Peggy said: “I came here to show myself off, because of your boasting little letter—I’ve been watching you patronise me since I married Tom, being dull and ordinary—I wanted you to see the new me! … God knows why one loses one’s sex when one’s settled with a man.”
They both giggled suddenly, rolling over, Peggy on her yellow linen, Maureen on her glossy brown. Then at the same moment, they had to fight back tears.
“No,” said Maureen, sitting up, “I’m not going to cry, oh no! I’ve stopped crying, there’s not the slightest point.”
“Then let’s have some more to drink,” and Peggy handed over her glass.

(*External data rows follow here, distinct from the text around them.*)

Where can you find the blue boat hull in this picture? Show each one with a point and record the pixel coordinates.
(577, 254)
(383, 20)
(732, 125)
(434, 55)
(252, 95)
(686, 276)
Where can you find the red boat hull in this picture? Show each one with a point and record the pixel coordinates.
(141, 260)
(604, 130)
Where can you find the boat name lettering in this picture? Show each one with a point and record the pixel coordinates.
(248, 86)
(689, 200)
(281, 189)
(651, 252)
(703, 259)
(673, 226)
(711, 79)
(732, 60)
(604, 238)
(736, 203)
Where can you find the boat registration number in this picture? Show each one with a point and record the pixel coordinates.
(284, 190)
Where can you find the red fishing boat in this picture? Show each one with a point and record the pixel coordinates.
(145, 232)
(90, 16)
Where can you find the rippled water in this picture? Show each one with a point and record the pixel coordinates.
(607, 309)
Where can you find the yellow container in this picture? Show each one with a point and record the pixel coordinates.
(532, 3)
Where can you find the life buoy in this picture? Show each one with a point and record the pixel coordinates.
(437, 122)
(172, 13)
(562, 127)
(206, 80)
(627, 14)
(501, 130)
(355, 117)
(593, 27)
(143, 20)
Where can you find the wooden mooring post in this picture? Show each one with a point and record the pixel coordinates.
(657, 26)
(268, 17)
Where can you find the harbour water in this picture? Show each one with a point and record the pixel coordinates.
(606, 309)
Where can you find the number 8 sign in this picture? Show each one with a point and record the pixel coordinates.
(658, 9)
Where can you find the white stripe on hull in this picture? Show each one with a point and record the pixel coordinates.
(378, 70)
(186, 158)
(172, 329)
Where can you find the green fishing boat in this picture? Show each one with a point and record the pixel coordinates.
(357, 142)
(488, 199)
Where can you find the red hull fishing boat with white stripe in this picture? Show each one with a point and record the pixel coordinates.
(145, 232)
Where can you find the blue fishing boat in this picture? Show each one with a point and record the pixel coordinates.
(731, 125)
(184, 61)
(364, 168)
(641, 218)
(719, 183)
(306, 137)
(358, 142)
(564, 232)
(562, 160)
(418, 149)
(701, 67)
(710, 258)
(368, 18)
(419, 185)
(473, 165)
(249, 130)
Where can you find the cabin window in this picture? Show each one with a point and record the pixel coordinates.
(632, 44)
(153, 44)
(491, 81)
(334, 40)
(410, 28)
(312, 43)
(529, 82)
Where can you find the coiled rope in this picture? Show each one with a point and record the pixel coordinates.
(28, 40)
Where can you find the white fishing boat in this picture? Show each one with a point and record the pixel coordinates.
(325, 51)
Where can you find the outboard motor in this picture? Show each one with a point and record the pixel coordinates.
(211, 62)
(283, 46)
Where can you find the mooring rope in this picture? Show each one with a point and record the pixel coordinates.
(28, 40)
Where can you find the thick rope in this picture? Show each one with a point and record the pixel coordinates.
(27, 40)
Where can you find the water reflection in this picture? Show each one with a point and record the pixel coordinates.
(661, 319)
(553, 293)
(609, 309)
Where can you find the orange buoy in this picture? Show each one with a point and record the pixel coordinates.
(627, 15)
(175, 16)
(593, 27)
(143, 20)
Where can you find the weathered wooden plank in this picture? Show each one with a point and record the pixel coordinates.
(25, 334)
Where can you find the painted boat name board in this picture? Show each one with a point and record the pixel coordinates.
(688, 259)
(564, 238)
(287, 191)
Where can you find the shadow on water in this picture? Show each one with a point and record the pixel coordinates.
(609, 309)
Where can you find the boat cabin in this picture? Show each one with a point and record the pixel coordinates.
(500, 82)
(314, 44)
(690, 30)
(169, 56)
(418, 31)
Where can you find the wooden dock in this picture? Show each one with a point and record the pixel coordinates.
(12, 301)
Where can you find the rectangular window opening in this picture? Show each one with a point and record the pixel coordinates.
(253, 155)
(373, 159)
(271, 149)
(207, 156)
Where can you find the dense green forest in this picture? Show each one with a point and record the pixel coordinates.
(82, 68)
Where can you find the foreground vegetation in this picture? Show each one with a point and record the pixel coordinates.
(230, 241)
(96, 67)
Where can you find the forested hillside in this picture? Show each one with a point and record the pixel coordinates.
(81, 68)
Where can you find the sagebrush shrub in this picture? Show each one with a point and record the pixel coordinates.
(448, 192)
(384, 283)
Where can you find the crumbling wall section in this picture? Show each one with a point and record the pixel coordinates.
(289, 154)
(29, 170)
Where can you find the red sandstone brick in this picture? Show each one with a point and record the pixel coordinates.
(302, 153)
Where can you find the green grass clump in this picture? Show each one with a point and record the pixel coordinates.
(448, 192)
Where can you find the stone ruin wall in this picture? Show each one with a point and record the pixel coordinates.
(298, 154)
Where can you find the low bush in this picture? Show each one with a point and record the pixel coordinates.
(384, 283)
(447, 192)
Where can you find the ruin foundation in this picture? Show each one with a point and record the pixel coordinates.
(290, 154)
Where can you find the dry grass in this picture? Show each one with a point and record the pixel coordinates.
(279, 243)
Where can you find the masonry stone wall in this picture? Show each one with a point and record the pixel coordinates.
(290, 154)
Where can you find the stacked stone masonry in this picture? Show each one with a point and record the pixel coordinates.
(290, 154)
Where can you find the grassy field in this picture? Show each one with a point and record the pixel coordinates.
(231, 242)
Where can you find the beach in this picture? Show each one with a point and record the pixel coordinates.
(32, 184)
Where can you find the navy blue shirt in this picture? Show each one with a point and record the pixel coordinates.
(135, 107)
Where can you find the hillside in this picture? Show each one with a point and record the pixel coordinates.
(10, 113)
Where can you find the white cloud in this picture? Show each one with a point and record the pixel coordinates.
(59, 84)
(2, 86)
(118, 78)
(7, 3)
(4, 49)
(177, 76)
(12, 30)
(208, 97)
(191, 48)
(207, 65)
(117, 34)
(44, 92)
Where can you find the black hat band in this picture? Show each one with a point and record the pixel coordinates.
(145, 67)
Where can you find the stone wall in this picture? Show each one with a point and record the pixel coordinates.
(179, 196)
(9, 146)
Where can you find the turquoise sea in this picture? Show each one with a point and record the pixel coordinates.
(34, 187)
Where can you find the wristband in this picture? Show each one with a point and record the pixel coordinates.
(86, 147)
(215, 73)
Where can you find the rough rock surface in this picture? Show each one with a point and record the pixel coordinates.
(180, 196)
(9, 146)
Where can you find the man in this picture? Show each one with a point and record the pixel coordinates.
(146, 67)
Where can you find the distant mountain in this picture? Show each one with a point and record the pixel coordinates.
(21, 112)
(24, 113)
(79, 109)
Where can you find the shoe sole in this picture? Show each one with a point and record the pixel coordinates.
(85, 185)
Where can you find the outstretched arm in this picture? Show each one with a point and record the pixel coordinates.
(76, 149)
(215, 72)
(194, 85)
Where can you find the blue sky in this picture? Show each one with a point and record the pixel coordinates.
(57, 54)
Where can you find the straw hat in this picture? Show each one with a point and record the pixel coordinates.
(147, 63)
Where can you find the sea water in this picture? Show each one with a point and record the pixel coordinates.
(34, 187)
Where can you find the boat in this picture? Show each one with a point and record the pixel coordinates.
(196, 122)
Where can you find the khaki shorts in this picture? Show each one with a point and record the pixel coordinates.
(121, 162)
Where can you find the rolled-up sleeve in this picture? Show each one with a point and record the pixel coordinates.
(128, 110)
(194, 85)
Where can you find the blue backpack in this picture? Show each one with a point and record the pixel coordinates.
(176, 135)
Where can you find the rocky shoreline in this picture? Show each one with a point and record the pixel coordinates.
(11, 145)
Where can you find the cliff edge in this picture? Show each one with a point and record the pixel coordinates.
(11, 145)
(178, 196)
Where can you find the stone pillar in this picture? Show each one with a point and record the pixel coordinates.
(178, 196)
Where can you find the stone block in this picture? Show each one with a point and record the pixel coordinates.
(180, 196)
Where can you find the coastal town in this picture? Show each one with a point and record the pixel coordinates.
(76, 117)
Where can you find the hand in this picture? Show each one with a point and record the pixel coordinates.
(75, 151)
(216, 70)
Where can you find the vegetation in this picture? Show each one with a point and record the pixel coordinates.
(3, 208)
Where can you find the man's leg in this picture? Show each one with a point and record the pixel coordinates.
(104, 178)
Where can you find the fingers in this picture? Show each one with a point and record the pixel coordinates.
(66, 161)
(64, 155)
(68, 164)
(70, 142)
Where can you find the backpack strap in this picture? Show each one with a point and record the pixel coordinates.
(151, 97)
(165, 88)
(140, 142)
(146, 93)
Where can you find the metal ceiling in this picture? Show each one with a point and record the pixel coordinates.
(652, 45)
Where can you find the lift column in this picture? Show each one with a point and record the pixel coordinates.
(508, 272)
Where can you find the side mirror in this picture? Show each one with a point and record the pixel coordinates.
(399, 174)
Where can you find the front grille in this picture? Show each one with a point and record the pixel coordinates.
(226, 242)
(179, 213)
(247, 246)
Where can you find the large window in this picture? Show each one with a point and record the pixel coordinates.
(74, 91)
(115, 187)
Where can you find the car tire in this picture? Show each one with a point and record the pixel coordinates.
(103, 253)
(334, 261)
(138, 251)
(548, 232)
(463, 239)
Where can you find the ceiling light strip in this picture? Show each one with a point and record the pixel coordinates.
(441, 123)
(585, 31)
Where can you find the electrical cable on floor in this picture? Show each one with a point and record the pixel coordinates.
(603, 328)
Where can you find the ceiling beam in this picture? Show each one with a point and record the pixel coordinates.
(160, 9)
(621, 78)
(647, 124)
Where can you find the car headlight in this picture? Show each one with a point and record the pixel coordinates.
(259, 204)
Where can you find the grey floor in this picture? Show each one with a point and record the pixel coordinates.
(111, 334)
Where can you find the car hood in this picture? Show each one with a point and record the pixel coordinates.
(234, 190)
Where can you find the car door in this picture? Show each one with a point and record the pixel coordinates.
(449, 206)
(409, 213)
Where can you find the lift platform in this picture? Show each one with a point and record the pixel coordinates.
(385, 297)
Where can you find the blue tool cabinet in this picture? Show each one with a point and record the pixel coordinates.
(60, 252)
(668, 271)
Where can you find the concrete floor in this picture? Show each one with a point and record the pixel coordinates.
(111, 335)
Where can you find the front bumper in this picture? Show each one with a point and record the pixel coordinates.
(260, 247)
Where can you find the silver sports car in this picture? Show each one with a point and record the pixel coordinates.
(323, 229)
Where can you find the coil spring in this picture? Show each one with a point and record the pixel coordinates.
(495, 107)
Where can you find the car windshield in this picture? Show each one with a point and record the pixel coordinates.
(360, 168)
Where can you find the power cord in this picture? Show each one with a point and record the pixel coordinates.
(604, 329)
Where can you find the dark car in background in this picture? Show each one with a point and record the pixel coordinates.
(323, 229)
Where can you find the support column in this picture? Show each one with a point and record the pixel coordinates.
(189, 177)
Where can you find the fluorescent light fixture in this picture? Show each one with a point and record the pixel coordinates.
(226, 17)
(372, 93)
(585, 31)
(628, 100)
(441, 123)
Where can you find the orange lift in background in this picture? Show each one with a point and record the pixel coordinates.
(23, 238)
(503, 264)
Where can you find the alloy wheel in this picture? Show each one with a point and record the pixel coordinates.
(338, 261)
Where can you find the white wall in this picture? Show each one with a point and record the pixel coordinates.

They were both tight, already; since both were in any case on the edge of themselves with fasting.
Maureen half-filled both glasses with brandy, and asked: “Did you really leave him?”
“Yes.”
“Then you’ve got better reason to like yourself than I have. I fought, and I made scenes, and when I think of it now …” She took a brandy gulp, looked around the expensive room, and said: “And I’m still living on him now and that’s what’s so horrible.”
“Well, don’t cry, dear,” said Peggy. The brandy was slurring her, making her indolent. The “dear” made Maureen shrink. It was the meaningless word of the theatre and film people, which was all right, even enjoyable, with the theatre and film people, but it was only one step from …
“Don’t,” said Maureen, sharp. Peggy widened her long green eyes in a “charming” way, then let them narrow into the honesty of her real nature, and laughed.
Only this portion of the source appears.